I don’t have medical studies or anything to get into a pissing match with, and obviously not every case is the same, but all I’m saying is that something like ART can significantly reduce the recovery time from a knee surgery. There’s no medical miracle involved.
Anyone who’s had any kind of knee surgery knows how hard it is to get that muscle flexibility and ROM back. One example of results I’ve seen: One athlete had been running on a knee that swelled and locked up on him for a while. He had 30 free-floating pieces of cartilage in the joint removed through arthroscopy.
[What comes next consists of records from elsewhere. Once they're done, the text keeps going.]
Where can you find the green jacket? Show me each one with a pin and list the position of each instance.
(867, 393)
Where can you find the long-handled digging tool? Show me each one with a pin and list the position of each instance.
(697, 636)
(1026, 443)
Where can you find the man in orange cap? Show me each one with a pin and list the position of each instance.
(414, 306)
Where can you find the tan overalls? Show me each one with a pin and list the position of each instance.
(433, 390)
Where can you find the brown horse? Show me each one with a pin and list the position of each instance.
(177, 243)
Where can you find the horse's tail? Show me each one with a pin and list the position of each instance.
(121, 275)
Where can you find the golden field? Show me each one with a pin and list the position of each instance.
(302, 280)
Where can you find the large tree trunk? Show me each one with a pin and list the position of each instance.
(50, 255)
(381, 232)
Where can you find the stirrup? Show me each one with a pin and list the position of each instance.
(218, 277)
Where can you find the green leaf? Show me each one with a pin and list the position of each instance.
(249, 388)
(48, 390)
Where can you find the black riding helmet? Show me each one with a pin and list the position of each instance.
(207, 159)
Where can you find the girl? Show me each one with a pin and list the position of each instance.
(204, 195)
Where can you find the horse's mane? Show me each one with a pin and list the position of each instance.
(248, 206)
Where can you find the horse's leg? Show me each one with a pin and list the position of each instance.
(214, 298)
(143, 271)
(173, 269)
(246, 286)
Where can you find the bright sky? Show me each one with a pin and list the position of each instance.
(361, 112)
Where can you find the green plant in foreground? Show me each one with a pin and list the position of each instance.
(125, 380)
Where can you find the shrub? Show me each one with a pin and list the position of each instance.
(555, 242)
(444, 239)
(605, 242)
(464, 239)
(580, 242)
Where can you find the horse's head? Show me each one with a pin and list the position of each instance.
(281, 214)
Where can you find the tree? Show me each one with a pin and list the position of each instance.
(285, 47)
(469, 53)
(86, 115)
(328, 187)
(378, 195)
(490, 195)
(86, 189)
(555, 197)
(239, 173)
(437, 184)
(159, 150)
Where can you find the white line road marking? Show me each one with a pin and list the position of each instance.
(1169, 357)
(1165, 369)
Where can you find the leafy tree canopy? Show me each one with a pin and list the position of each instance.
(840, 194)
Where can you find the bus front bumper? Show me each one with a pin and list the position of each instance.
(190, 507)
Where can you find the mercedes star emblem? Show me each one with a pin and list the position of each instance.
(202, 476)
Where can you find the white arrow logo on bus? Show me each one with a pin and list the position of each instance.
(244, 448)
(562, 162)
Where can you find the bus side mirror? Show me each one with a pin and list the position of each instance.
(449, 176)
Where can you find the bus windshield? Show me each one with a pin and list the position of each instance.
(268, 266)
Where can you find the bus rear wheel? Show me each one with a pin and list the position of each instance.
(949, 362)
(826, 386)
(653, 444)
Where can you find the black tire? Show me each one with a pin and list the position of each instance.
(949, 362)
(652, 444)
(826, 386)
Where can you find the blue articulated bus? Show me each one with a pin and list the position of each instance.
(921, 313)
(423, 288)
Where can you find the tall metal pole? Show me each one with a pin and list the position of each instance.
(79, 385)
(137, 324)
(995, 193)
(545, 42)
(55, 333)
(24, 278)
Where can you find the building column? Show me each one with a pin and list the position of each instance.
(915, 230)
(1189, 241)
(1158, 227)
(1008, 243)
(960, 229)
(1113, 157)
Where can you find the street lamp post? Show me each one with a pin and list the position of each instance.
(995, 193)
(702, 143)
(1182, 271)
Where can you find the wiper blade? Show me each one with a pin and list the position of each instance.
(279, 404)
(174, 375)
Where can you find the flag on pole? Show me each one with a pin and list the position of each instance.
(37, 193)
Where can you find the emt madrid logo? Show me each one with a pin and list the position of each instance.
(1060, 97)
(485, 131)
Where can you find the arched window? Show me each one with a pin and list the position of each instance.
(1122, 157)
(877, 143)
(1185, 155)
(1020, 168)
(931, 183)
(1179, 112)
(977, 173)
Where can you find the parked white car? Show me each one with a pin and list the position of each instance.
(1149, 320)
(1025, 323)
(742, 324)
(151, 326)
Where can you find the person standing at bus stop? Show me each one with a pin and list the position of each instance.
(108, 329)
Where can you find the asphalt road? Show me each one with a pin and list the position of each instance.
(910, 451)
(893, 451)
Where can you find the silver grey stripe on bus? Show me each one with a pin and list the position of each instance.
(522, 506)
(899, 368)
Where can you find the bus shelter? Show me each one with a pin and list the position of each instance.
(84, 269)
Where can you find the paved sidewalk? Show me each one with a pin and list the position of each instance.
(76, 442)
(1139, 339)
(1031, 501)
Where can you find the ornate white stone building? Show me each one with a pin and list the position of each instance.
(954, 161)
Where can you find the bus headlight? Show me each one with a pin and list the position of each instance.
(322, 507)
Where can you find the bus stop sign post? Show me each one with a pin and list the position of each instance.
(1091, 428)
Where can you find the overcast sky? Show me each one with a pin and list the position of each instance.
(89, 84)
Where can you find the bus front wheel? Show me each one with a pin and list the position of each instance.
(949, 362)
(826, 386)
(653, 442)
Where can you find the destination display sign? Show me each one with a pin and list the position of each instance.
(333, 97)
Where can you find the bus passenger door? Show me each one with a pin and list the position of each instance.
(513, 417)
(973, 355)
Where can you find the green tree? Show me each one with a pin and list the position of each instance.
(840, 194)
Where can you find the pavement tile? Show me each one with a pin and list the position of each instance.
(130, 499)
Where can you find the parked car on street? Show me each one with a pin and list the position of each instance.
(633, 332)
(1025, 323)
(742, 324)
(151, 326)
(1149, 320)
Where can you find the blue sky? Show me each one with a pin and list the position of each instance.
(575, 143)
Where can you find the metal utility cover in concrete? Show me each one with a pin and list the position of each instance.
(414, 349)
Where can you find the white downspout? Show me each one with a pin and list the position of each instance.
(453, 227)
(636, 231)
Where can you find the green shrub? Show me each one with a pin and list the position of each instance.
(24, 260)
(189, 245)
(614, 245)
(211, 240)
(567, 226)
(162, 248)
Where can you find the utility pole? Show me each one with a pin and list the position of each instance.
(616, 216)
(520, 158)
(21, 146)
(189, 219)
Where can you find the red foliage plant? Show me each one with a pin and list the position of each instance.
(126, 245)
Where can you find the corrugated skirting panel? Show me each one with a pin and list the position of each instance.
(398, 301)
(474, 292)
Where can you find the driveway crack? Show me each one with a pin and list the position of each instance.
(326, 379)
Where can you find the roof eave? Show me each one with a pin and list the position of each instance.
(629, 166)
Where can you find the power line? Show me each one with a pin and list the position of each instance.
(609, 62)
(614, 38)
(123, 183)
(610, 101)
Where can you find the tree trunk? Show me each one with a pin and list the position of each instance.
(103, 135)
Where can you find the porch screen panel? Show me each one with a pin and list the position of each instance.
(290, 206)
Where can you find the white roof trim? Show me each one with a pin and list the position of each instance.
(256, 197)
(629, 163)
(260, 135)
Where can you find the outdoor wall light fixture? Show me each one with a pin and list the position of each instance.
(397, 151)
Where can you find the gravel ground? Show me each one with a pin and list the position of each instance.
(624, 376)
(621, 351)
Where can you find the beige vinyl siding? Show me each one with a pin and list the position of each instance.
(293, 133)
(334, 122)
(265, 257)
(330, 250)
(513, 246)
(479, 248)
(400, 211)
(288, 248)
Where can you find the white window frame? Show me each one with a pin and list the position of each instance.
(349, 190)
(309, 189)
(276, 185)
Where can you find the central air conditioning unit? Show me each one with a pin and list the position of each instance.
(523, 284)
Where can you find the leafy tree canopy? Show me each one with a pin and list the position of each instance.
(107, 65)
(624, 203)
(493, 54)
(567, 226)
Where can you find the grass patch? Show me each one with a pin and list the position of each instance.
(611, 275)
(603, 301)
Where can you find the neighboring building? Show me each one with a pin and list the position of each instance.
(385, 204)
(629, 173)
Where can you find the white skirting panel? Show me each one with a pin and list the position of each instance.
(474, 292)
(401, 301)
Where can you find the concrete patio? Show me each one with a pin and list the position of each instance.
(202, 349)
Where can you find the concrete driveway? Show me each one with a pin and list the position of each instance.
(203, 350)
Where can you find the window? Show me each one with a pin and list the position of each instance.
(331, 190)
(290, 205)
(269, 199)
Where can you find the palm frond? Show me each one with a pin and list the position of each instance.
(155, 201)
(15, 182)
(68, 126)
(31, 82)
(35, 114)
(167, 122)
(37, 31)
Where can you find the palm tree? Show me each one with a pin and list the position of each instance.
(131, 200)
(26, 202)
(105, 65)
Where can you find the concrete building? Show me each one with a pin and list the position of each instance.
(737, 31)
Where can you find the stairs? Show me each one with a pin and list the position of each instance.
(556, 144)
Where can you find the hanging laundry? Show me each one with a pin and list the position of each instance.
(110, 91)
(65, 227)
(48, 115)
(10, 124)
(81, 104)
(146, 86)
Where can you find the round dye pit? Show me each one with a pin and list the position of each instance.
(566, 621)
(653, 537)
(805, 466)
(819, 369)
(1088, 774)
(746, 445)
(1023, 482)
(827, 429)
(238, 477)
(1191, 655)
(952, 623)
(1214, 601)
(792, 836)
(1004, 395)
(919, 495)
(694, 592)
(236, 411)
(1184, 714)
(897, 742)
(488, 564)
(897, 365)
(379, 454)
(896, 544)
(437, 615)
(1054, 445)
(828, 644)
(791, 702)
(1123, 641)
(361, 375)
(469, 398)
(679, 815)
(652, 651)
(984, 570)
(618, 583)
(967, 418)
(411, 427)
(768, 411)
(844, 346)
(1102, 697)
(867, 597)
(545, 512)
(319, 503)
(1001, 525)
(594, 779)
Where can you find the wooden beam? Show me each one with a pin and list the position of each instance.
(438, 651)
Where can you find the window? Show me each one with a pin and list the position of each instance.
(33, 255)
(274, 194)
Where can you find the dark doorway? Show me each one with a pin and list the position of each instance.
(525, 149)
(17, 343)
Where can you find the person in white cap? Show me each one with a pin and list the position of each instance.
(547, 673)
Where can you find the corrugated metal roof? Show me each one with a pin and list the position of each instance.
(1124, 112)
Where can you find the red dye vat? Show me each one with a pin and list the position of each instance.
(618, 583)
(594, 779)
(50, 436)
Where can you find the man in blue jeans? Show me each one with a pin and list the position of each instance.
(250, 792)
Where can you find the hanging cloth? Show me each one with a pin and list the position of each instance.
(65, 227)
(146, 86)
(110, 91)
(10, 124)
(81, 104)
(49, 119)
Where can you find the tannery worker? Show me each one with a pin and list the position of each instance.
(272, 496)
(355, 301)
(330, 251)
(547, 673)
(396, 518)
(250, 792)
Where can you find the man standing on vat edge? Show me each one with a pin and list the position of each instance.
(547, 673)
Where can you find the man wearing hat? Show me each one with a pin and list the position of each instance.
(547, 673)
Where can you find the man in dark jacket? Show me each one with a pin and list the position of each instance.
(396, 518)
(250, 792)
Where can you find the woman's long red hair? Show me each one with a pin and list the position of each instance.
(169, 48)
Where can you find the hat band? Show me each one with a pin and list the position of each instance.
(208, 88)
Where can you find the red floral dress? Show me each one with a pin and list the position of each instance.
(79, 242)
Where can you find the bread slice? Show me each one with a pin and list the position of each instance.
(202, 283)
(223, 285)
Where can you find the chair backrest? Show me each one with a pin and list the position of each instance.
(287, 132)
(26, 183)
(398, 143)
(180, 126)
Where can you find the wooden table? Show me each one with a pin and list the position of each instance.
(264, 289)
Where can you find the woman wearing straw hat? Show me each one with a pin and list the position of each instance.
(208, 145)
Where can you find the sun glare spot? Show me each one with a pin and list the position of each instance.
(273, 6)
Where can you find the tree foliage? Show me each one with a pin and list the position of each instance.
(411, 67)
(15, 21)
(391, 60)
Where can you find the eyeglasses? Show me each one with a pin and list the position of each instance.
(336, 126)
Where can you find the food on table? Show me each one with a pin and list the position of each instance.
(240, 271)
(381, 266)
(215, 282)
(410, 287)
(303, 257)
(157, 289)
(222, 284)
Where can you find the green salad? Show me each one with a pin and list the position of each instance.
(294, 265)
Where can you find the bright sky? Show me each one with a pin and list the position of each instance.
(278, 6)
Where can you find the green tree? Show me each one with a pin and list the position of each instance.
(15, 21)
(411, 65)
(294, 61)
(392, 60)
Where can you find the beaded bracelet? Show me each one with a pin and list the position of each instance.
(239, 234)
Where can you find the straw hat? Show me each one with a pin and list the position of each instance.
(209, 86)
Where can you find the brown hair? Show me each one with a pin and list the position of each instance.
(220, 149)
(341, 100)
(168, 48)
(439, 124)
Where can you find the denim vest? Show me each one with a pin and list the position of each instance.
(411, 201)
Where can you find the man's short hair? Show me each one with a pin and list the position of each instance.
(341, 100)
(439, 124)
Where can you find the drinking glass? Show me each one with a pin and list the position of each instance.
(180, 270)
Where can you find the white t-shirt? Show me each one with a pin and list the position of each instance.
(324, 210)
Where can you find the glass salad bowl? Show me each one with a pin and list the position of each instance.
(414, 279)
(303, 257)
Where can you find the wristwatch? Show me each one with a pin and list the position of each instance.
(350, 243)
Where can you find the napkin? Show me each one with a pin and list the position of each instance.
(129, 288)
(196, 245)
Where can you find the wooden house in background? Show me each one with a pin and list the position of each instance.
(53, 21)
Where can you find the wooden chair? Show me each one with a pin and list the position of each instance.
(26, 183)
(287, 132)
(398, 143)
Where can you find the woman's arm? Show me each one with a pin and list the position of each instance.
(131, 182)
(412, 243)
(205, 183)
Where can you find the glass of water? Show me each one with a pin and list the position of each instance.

The head team doctor at our school (Div.I program) said he’d be on crutches for 2-3 weeks and not back to full speed for at least 6 weeks. Our track coach had him on daily ART and rehab, and the athlete was off crutches in a few days and back to full workouts in 2 weeks. There were a few other track athletes who had similar results from other knee procedures.
Granted these weren’t reconstructions, but soft tissue adhesions play a huge role in joint mobility and muscle recovery to full range of motion and flexibility in any surgery.
I’ve had a PCL reconstruction. PCL rehab requires your leg to remain mostly immobile for a month after the surgery, as opposed to an ACL recon where you’re going for full ROM as soon as possible after surgery. So needless to say, my muscles had a month to form scar tissue and adhesions.
Sure, technically I was able to play a game of basketball at one year post-op. But I had nowhere near my old flexibility and recoverability until I did ART treatments in the second year post-op. It unlocked my knee flexion and allowed me to fully recover my muscle flexibility.
I think soft tissue work like ART is an important component that most general rehab protocols completely overlook. My knee surgery was with the team doctor for my town’s NFL team, and my rehab was with his favorite physical therapist, the guy who does most of the NFL player rehabs too.
Neither of them prescribed any kind of soft tissue work or thought it would be any great help, even though I asked repeatedly. After 18 months I still did not have full flexibility back, but I had more than 135 degrees, so the doc was happy with that. He didn’t seem to think there was a problem. It was until I got some ART for it that my flexibility came back very quickly.